Key Experimental Results¶
ImageNet MobileNet Search Space¶
| Method | Params(M) | FLOPs(M) | Top-1(%) | GPU Hours |
|---|---|---|---|---|
| SPOS-L | 4.5 | 471 | 76.6 | 157 |
| SPOS-L + Ours | 4.7 | 459 | 77.1 | 159 |
| FairNAS-L | 4.7 | 472 | 76.7 | 364 |
| FairNAS-L + Ours | 4.7 | 471 | 77.0 | 369 |
| FSNAS-L | 4.7 | 464 | 76.8 | 740 |
| FSNAS-L + Ours | 4.5 | — | Gain | — |
NAS-Bench-201 Ranking Consistency (Kendall's Tau)¶
| Method | CIFAR-10 | CIFAR-100 | ImageNet-16 |
|---|---|---|---|
| SPOS | Baseline | Baseline | Baseline |
| SPOS + CaLR | +Gain | +Gain | +Gain |
| SPOS + MS | +Gain | +Gain | +Gain |
| SPOS + CaLR + MS | Best | Best | Best |
Key Findings¶
- Consistency Improvement: CaLR + MS significantly improves supernet ranking consistency (Kendall's Tau) across all tested NAS methods and datasets.
- ImageNet Top-1 Gains: SPOS-L improves from 76.6% to 77.1% (+0.5%), and FairNAS-L improves from 76.7% to 77.0% (+0.3%), while adding only about 1% GPU time.
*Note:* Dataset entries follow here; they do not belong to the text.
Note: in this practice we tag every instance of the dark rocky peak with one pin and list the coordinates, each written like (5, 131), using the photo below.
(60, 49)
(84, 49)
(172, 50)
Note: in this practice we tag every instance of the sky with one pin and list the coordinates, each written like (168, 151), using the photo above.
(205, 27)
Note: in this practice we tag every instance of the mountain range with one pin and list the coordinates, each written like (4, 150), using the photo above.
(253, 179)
- Strong Complementarity: CaLR and MS target distinct issues (fairness vs. stability), achieving optimal performance when used jointly.
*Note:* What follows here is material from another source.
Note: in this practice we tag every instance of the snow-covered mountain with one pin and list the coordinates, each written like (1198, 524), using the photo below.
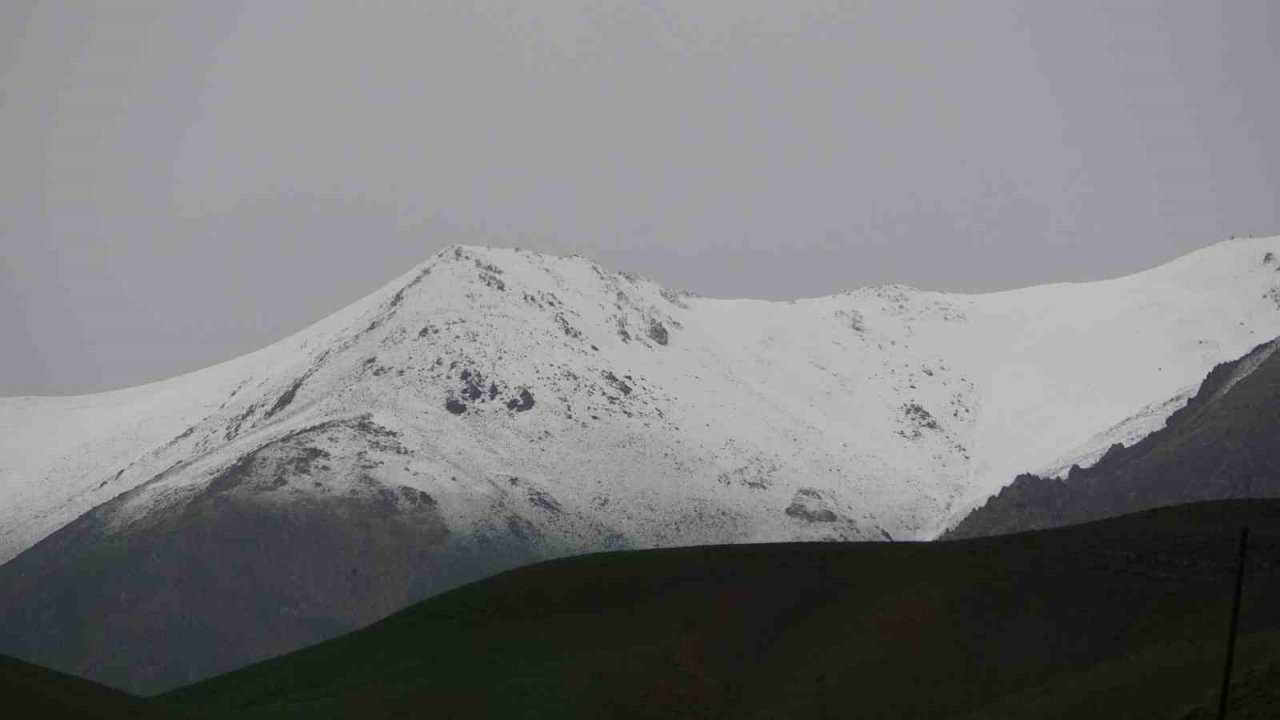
(597, 405)
(493, 406)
- High Versatility: The proposed method can be seamlessly integrated into both one-shot (e.g., SPOS, FairNAS) and few-shot (e.g., FSNAS) NAS frameworks.
- Negligible Overhead: Peak memory usage increases by less than 1%, and GPU time increases by only 1-5%.
Highlights & Insights¶
- Profound Insights: The study precisely identifies the two core vulnerabilities of static supernet training and proposes targeted, effective solutions.
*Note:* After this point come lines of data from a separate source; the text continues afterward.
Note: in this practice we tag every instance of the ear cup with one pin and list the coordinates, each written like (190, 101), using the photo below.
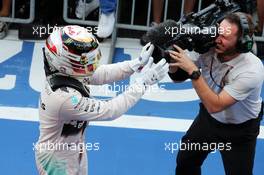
(245, 43)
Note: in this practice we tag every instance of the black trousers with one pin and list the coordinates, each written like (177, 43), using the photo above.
(236, 143)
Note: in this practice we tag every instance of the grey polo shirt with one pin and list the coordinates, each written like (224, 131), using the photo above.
(242, 78)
- Plug-and-Play: Both components can be applied independently or jointly to any N-shot NAS method without requiring modifications to the search space or sampling strategy.
- Combining Theory with Practice: Visual analysis of the unfairness problem alongside the introduced CB/C3 metrics provides clear motivational support.
Limitations & Future Work¶
- Choice of Complexity Metrics: The study only utilizes parameter size as the complexity score, neglecting other dimensions such as FLOPs and memory consumption.
- Simplistic Clustering Strategy: MS clusters subnets based on operational types at a single edge/layer, which may not fully capture gradient similarities between complex subnets.
- Insufficient Validation on Grand Search Spaces: Validations within the \(7^{21}\) scale search space are limited to the MobileNet space.
- Future research can explore adaptive clustering, multi-dimensional complexity scoring, and combination with non-uniform sampling strategies.
Related Work & Insights¶
- FairNAS: Balances training by sampling multiple subnets but ignores the discrepancy in complexities. PPA tackles fairness through the lens of the optimization process.
- PA&DA: Alleviates search difficulty by reducing gradient variance but focuses on sampling strategies, whereas MS concentrates on optimizer momentum.
- Insights: Individual differences among subnets in supernet training constitute a highly overlooked factor, where dynamic training strategies yield an elegant, generalized solution.
Rating¶
⭐⭐⭐⭐ — This work offers a precise diagnosis of current limitations combined with simple yet effective solutions. The plug-and-play design holds significant practical value. Achieving consistent improvements across various NAS methodologies with negligible overhead stands out as the biggest strength. The simplistic clustering strategy is a minor drawback.